Rappelant d’entrée de jeu que la « fameuse » Unafec/Majorité Présidentielle a été déboutée par la Cour d’appel de Kinshasa, par son jugement RCE 024 du 10 juillet 2015 et notifié le 5 février 2016, ces acteurs politiques ont déclaré leur surprise en voyant le Tribunal de Grande instance de Lubumbashi saisi d’une plainte déposée par ce « parti fantôme », condamner le président Antoine Gabriel Kyungu au paiement d’une amende de dix millions de francs congolais et six militants.

Pour le G7, le fait que Moïse Katumbi soit devenu la cible des attaques des hommes armés, il tiendra le gouvernement de la République responsable de tout malheur qui lui arriverait. D’où sa demande à la Monusco de garantir sa sécurité.

 

Le non catégorique

au Dialogue

Au sujet du Dialogue politique nationale en gestation, le G7 a réaffirmé sa position de non partant. Il réitère plutôt son soutien à la résolution 2277 de l’Onu qui souligne la nécessité de respecter la Constitution et d’organiser les élections dans les délais  prescrits. « Le G7 s’en tient à la proposition de mettre en place un panel de facilitation qu’il a faite avec la Dynamique de l’Opposition à la communauté internationale afin de rassurer et de garantir l’impartialité à toutes les parties concernées », a souligné Olivier Kamitatu. Pour ses collègues et lui, ce panel sera composé des représentants de l’Union africaine, des Nations Unies, de l’Union européenne et de l’Organisation internationale de la Francophonie, lesquels seront appuyés par les représentants spéciaux habituels des partenaires de la RDC.

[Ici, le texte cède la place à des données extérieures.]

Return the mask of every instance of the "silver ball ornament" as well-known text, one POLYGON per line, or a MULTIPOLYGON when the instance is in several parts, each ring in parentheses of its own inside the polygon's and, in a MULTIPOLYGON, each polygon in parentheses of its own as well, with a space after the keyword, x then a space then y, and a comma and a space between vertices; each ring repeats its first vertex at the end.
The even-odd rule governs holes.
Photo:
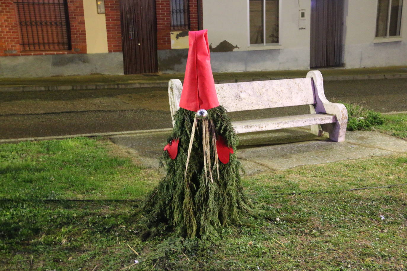
POLYGON ((208 111, 205 109, 199 109, 197 111, 197 117, 199 119, 204 119, 208 117, 208 111))

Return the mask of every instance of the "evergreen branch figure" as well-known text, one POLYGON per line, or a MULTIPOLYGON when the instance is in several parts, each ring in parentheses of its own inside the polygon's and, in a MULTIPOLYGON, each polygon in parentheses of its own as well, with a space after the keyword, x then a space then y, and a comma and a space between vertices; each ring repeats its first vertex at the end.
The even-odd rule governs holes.
POLYGON ((160 158, 166 175, 142 206, 149 228, 144 237, 166 229, 210 238, 250 209, 234 153, 238 139, 215 90, 207 31, 189 32, 180 108, 160 158))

Saisine de la Cour constitutionnelle : lourde responsabilité

Abordant le point lié à la saisine de la Cour constitutionnelle par la Majorité présidentielle en interprétation de l’article 70 de la Constitution, le G7 a expliqué que la démarche vise à obtenir de la Haute cour la prorogation du mandat de Joseph Kabila à la tête de l’Etat, au-delà du terme constitutionnel mais aussi ouvrir à la CENI la voie vers l’organisation de l’élection du nouveau président de la République en dehors du délai constitutionnel. Toutefois, fait-il noter, même dans l’éventualité où la Haute cour déciderait d’examiner la requête quant au fond, des interrogations essentielles sont soulevées. « La Cour constitutionnelle devra alors fixer l’opinion sous quel régime Joseph Kabila travaillerait et pour combien de temps il pourrait rester au pouvoir après la durée légale de son mandat? », se sont-ils interrogés.